Şurasını bilmek lazım gelir ki Rakım beyaz bir cariye aldığı için işinden geri kalacak adamlardan değildi. O gün Beyoğlu’nda iki mühim işi olduğu için bu işleri bir an önce görmek üzere kalktı. Bu defa Kazancılar tarafından Beyoğlu’na çıktı. İki mühim işinden biri Ermeni G. Bey’i görmekti. Zira daha bir akşam evvel adı geçen bey, hizmetkârını gönderip kendisini mutlaka görmek istemişti. Evi Ağa Hamamı’nda bulunan beye gitti ve kendisini evinde buldu. Silistre eyaletinin işleriyle ilgili olarak oranın valisine gönderilmek üzere bir dilekçe yazdıracakmış. Rakım bu dilekçeyi on beş dakika içinde karalayıp temize çekerek mühürletti ve çekmecesinin üzerine koydu. Daha başka bir emri olup olmadığını sorduktan sonra bey, yazıcısını çağırıp Rakım’ın görülecek hesabı varsa halledilmesini emretti. Bu emri verince Rakım mahcup olarak, “Ben başka bir emriniz var mı diye beklemiştim.” dediyse de bey, Osmanlı kültürüyle yetişmiş bir adam olduğundan, “Verdiğim emir de emir değil midir?

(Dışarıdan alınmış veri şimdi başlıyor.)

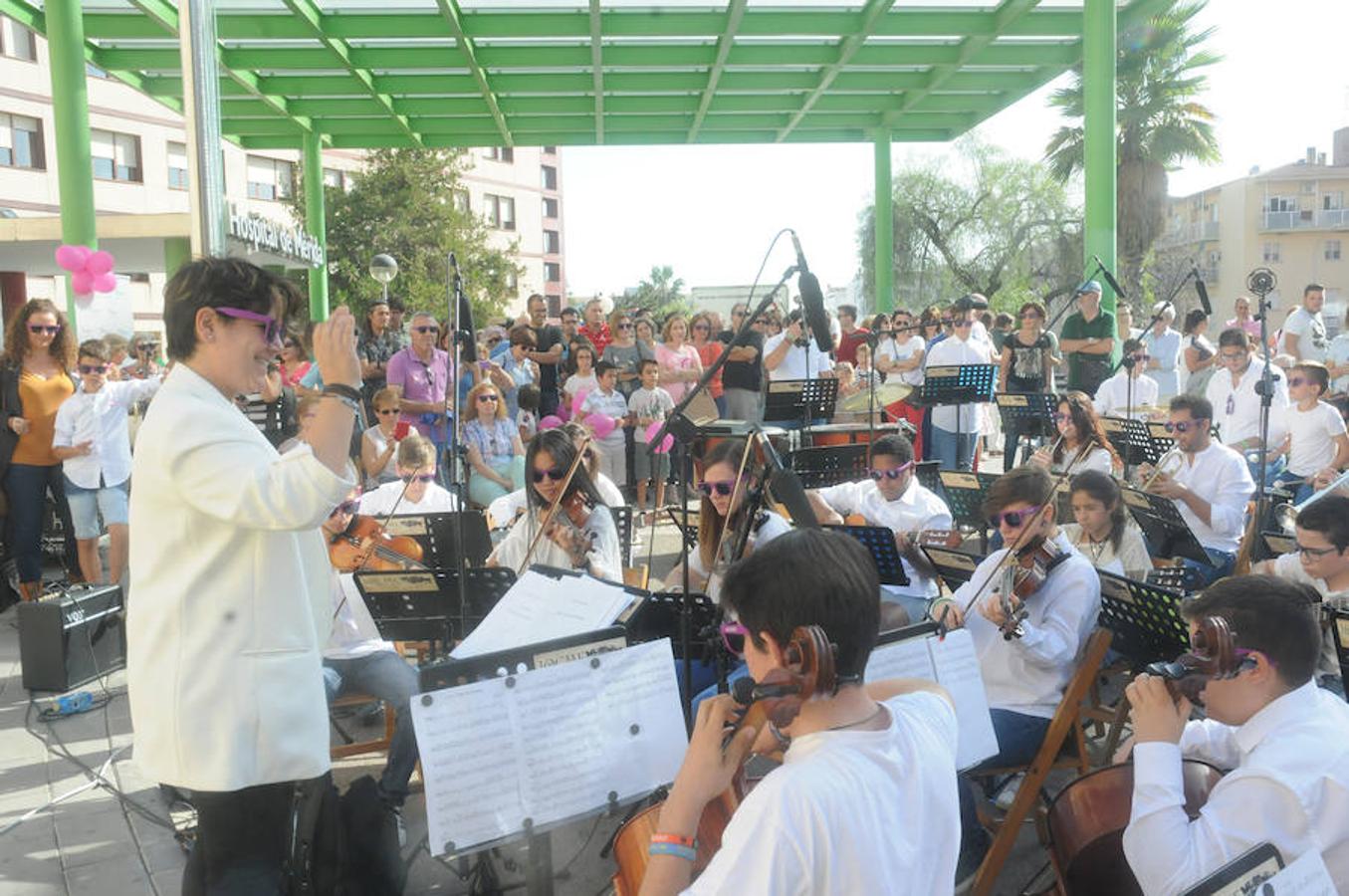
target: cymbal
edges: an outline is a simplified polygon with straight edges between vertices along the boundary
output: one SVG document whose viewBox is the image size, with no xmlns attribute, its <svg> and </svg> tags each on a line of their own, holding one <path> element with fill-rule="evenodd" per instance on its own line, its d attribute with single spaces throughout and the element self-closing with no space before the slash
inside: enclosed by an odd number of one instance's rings
<svg viewBox="0 0 1349 896">
<path fill-rule="evenodd" d="M 882 383 L 876 387 L 876 409 L 904 401 L 913 394 L 913 386 L 908 383 Z M 863 389 L 839 402 L 839 410 L 867 412 L 871 408 L 871 390 Z"/>
</svg>

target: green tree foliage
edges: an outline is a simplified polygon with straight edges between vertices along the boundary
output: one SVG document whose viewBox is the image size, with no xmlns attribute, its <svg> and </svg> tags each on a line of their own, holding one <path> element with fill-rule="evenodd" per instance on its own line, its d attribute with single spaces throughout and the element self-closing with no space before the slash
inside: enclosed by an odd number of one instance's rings
<svg viewBox="0 0 1349 896">
<path fill-rule="evenodd" d="M 1014 308 L 1029 296 L 1063 294 L 1081 277 L 1082 212 L 1041 165 L 962 140 L 954 159 L 905 166 L 892 189 L 900 306 L 974 291 Z M 874 205 L 859 216 L 857 242 L 863 290 L 874 300 Z"/>
<path fill-rule="evenodd" d="M 1141 293 L 1144 258 L 1166 228 L 1167 171 L 1221 158 L 1213 112 L 1198 103 L 1209 81 L 1203 70 L 1222 59 L 1202 49 L 1213 28 L 1194 30 L 1203 7 L 1184 3 L 1118 36 L 1116 194 L 1120 282 L 1129 294 Z M 1083 165 L 1081 66 L 1050 104 L 1071 121 L 1045 150 L 1055 177 L 1067 181 Z"/>
<path fill-rule="evenodd" d="M 490 243 L 491 231 L 455 204 L 465 158 L 449 150 L 375 150 L 352 179 L 351 190 L 325 188 L 329 302 L 362 316 L 382 289 L 368 271 L 379 252 L 398 262 L 389 294 L 409 310 L 437 318 L 448 309 L 447 258 L 455 252 L 473 323 L 502 317 L 510 301 L 507 282 L 523 269 L 515 263 L 518 240 L 506 250 Z M 304 196 L 291 211 L 304 221 Z"/>
</svg>

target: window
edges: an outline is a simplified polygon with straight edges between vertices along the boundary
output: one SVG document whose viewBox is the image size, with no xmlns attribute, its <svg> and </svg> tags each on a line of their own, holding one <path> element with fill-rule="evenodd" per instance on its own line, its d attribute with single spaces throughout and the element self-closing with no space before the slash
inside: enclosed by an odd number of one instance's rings
<svg viewBox="0 0 1349 896">
<path fill-rule="evenodd" d="M 104 181 L 132 181 L 144 178 L 140 173 L 140 138 L 112 131 L 89 131 L 93 152 L 93 175 Z"/>
<path fill-rule="evenodd" d="M 5 16 L 0 19 L 0 54 L 34 62 L 38 58 L 38 40 L 32 31 Z"/>
<path fill-rule="evenodd" d="M 487 193 L 483 196 L 483 202 L 487 206 L 483 215 L 487 217 L 488 224 L 499 231 L 515 229 L 515 200 L 509 196 L 492 196 Z"/>
<path fill-rule="evenodd" d="M 295 194 L 295 166 L 260 155 L 248 157 L 248 198 L 286 200 Z"/>
<path fill-rule="evenodd" d="M 0 165 L 46 170 L 42 121 L 27 115 L 0 115 Z"/>
<path fill-rule="evenodd" d="M 188 189 L 188 144 L 169 144 L 169 189 Z"/>
</svg>

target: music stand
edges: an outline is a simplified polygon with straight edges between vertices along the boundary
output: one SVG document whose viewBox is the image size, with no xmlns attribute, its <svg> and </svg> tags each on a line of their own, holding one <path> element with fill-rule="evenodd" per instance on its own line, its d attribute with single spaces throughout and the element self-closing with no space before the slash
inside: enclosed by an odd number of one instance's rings
<svg viewBox="0 0 1349 896">
<path fill-rule="evenodd" d="M 807 488 L 824 488 L 840 482 L 857 482 L 867 474 L 867 453 L 871 445 L 823 445 L 797 448 L 788 452 L 786 464 L 800 476 Z"/>
<path fill-rule="evenodd" d="M 465 607 L 459 606 L 459 569 L 356 572 L 353 580 L 383 638 L 453 644 L 515 584 L 515 572 L 506 567 L 468 567 L 464 572 Z"/>
<path fill-rule="evenodd" d="M 876 572 L 881 578 L 881 584 L 909 584 L 909 576 L 904 572 L 904 563 L 900 559 L 900 549 L 894 545 L 894 530 L 886 526 L 847 525 L 822 526 L 822 529 L 842 532 L 861 541 L 876 563 Z"/>
<path fill-rule="evenodd" d="M 1171 498 L 1139 491 L 1129 486 L 1120 488 L 1124 505 L 1133 521 L 1143 529 L 1148 553 L 1153 557 L 1186 557 L 1206 567 L 1213 565 L 1209 553 L 1194 537 Z"/>
</svg>

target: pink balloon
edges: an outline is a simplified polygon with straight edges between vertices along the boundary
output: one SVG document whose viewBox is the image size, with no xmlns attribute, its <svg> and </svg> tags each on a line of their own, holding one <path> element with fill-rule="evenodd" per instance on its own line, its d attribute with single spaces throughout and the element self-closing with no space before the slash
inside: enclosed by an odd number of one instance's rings
<svg viewBox="0 0 1349 896">
<path fill-rule="evenodd" d="M 98 277 L 100 274 L 107 274 L 108 271 L 111 271 L 113 264 L 116 263 L 117 262 L 112 256 L 112 252 L 104 252 L 103 250 L 98 250 L 97 252 L 89 255 L 89 258 L 85 260 L 85 270 L 93 274 L 94 277 Z"/>
<path fill-rule="evenodd" d="M 57 247 L 57 264 L 59 264 L 62 270 L 67 270 L 71 274 L 82 271 L 88 259 L 89 248 L 86 246 Z"/>
<path fill-rule="evenodd" d="M 591 414 L 585 418 L 585 425 L 591 428 L 596 439 L 603 439 L 608 433 L 614 432 L 614 418 L 606 417 L 604 414 Z"/>
</svg>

Bu emrin de yerine getirilmesi lazım gelir!” diye bir latife yaptı. Biraz sonra yazıcı elinde bazı belgelerle içeri girdi. Bunlar Rakım’ın üç aydan beri yapmış olduğu işlerle ilgili belgelerdi.

Bey belgeleri alıp okumaya başladı, “Bursa eyaletinin .... senesinden kalan borçlarının tahsiline dair Bursa Valisi’ne arz olunan belgelere on, bunun cevabına on, Varna Sancağı’nın, öşür ve diğer hesaplara dair bir senelik muhasebe işleriyle ilgili Maliye Nezaret-i Celilesi adına tutulan defter ki altı sayfa hâlinde düzenlenmiştir. Bu defterin güzel tutulması ve bir de geniş bilgiler içeren şikâyet dilekçeleri ile perakende mektupların kıtasına sekiz…”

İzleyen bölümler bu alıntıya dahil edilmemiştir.